Söz verdirmiştin 2000 yılının Aralık ayının 27sinde .. Ben gittiğimde ne olursa olsun ağlama . O gözyaşlarına kıyamam Ecem'm demiştin .
Çocuktum "gitmekten" neyi kasttettiğini anlamamıştım . Ve "gitmek" fiilinin bu kadar acı verdiğinide kavrayamamıştım . Ayrıca "Dedeee cüzdanını unutmuşsun . Al .." dediğimde neden annemin sana o korku dolu bakışlarla baktığınıda .
"İhtiyacınız olucak gelin sende kalsın o cüzdan." dediğindede "Dede bizim paramız var al cüzdanını sen." dediğimdeki bakışların ...
Büyüdüm... şimdi hepsini anlıyorum . Ama KocaÇınar'm affet beni ben sana verdiğim sözü tutamıyorum . Ne zaman aklıma gelsen hıçkırıklarıma engel olamıyorum .
12 gün sonra "gitmenin" 10. yılı .. Ben 10 yıldır ağlıyorum dede . 10 yıldır eksiğim , 10 yıldır tamamlanamıyorum . Büyüdükçe eksikliğini daha çok hisseder oldum . Dedem olsaydı böle olurdu ile başlayan kaç cümle kurduğumu ben bile unuttum .

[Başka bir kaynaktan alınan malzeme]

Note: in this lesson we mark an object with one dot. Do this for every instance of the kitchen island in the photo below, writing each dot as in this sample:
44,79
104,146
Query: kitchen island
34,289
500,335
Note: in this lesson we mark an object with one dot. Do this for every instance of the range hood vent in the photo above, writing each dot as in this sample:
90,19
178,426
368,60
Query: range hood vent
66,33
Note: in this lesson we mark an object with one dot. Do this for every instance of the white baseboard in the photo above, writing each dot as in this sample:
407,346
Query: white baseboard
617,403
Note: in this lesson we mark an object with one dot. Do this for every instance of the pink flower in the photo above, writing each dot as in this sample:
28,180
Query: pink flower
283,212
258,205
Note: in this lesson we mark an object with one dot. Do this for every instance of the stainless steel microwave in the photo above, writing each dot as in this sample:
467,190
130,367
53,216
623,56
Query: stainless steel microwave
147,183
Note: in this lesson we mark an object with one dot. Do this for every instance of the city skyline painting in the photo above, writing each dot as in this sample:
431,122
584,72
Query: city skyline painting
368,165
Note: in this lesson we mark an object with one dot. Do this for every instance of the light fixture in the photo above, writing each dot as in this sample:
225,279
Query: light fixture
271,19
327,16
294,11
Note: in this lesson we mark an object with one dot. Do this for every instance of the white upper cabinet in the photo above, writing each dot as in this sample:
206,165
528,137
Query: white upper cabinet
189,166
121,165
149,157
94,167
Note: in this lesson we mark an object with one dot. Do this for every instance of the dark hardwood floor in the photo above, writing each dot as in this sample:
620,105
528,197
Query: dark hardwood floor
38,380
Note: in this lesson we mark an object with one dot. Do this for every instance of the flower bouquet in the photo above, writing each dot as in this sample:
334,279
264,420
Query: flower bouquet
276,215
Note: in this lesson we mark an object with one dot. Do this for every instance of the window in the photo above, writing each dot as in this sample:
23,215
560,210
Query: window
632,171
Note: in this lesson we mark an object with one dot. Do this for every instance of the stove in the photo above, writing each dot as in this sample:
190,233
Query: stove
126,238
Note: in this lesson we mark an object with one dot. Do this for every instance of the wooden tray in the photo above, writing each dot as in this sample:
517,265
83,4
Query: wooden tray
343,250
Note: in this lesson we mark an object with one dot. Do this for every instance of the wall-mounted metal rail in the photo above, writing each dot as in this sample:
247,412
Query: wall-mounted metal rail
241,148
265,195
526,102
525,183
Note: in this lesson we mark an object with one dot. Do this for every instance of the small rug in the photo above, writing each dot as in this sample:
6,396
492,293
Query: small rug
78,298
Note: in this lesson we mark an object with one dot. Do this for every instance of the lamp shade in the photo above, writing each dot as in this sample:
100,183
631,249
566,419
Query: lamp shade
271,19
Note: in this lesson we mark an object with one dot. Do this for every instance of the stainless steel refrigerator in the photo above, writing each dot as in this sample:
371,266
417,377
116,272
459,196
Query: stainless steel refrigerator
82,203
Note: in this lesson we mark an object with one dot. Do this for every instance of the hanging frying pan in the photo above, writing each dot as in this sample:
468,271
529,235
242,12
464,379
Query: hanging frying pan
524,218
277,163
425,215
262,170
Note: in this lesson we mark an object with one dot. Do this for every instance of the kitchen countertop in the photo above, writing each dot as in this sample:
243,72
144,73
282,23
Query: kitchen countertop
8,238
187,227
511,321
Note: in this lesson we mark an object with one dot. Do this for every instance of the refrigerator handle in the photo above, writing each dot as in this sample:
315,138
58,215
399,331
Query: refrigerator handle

Kendi kendime soruyorum şimdi? Neden sarılmadın doyasıya ? Neden utandın ? Her şeyi yapardım ona ama konu sarılmak olunca hep utanırdım. Özür dilerim KocaÇınar'm .. Affet beni .. Sen bana sarıldığında sana sarılmaya utandığım için . Affet beni sana verdiğim sözü tutamadığım için . Affet beni .. Seni bu kadar çok özlediğim için ...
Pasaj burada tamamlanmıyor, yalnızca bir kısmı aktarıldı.